His powerful body twitched, as if in pain, each time that the red tentacle struck at Sharothon. He was breathing heavily; his mighty muscles were knotted. His face was white, and there were little glistening beads of sweat upon it.
In a moment, I knew that Sharothon had lost the battle.
The striking tongue of scarlet luminosity penetrated through the bright violet mist, to her body. Her whole form was suddenly contorted, as if in agony—it was twisted as if squeezed in the relentless hand of an invisible giant.
During that moment, the red tentacle struck again, coiled itself about her body. She seemed held powerless in its grasp.
I saw her make a little futile gesture—of surrender!
The sinister streamer of writhing red light was abruptly withdrawn from about her—it retreated into the ebon cloud that shrouded Kerak. And that black mist melted away. The huge form of the black-clad man was revealed, floating free in space.
Sharothon touched her girdle again, and the violet light about her dimmed to a paleness that was almost invisible.
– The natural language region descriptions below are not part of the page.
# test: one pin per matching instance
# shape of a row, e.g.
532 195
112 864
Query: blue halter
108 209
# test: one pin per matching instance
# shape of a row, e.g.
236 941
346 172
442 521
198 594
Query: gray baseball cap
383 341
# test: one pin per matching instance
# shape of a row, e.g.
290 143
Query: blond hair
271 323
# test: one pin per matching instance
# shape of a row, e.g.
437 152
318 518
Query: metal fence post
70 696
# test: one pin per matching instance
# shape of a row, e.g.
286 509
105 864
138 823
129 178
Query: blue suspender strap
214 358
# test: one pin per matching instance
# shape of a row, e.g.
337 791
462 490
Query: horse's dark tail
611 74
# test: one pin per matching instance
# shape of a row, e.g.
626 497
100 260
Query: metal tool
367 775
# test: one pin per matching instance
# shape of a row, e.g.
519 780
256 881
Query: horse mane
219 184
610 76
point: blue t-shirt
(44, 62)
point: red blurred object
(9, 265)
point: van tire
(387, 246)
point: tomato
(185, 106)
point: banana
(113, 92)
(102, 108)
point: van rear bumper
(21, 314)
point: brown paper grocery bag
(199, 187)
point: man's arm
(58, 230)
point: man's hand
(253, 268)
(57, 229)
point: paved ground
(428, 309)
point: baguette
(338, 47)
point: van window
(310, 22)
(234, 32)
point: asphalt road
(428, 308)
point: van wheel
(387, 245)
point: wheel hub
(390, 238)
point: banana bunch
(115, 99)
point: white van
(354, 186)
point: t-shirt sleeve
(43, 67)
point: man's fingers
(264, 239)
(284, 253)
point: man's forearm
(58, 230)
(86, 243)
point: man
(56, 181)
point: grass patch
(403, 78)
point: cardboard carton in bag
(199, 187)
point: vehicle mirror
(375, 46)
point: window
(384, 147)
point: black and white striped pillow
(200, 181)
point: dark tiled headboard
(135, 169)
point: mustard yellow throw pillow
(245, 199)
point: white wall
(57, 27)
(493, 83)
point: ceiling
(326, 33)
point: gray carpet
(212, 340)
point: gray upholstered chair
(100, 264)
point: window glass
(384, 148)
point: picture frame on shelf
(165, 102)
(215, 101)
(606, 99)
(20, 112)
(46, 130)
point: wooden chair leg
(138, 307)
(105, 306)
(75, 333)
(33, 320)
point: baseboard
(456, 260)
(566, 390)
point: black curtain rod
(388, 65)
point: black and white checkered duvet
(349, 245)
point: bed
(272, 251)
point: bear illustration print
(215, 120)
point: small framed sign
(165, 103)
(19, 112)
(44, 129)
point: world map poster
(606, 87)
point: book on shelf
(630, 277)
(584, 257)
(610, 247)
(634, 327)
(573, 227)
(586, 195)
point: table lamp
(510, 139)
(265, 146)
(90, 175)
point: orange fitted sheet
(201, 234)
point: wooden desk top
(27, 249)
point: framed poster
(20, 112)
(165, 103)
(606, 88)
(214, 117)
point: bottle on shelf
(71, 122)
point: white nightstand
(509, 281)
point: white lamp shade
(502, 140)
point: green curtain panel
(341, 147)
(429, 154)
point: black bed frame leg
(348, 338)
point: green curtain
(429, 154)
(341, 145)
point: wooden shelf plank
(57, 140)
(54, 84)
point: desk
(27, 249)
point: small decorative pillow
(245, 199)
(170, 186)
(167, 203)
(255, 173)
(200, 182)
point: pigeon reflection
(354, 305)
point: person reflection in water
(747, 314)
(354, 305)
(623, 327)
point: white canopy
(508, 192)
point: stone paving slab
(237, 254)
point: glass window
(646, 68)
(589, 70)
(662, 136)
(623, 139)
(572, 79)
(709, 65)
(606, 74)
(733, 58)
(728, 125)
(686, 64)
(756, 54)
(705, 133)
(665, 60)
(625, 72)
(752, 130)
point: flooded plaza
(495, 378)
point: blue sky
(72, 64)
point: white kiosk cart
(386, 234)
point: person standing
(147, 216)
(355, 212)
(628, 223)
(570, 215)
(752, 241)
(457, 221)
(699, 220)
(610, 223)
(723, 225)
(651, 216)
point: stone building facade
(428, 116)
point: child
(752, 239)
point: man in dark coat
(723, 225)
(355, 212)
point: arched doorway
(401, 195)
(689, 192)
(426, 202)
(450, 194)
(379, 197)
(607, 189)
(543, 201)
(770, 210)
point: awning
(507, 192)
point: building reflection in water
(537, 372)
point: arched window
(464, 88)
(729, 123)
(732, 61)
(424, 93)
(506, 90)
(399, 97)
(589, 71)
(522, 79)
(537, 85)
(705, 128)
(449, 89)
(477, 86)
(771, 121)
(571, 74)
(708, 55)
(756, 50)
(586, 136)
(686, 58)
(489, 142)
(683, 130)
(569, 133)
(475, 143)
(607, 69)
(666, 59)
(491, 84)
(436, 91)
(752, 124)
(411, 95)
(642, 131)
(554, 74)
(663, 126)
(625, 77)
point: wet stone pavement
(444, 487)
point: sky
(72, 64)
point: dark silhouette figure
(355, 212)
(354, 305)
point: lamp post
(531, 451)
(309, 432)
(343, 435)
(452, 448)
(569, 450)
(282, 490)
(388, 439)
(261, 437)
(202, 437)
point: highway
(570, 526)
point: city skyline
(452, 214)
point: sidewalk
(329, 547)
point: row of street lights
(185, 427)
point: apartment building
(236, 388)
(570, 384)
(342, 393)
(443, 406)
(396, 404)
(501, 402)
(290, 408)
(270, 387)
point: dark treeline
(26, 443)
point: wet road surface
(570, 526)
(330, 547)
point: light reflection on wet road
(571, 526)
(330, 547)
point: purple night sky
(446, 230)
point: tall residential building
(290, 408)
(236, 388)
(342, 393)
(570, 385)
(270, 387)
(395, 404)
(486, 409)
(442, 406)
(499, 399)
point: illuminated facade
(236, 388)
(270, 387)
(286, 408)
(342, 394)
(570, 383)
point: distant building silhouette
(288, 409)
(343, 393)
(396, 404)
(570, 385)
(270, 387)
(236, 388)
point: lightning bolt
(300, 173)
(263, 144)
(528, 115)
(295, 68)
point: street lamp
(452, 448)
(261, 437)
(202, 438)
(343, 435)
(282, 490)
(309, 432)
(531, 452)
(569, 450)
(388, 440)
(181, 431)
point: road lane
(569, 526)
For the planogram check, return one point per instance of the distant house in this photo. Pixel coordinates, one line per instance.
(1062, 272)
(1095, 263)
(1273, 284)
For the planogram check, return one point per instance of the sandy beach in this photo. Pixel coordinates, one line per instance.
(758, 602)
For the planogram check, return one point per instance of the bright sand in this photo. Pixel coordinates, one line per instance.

UPON the cold, harsh face of Kerak was a sneering smile of triumph. His pale eyes shone with a chill, mocking light. With an imperious gesture, he commanded Sharothon to come to him.
Slowly, the glorious being swam toward him through the black and empty void, driven by irregular spurts of the thrusting flame from the emerald staff. When she was near enough, he seized her white shoulder with a great hand, drew her roughly to him.
Holding her slim body beside him, with a huge arm about her shoulders, he leered down for an intolerable moment into her white, impassive face.
Beside me, Eric ground his teeth. His fingers twitched. “If we could only get out there!” he muttered. “Just looking on—”
Slowly, with another taunting leer at Sharothon, Kerak lifted his jet-black rod, pointed it toward the rocket. A pale, almost invisible beam of electric blue came from it.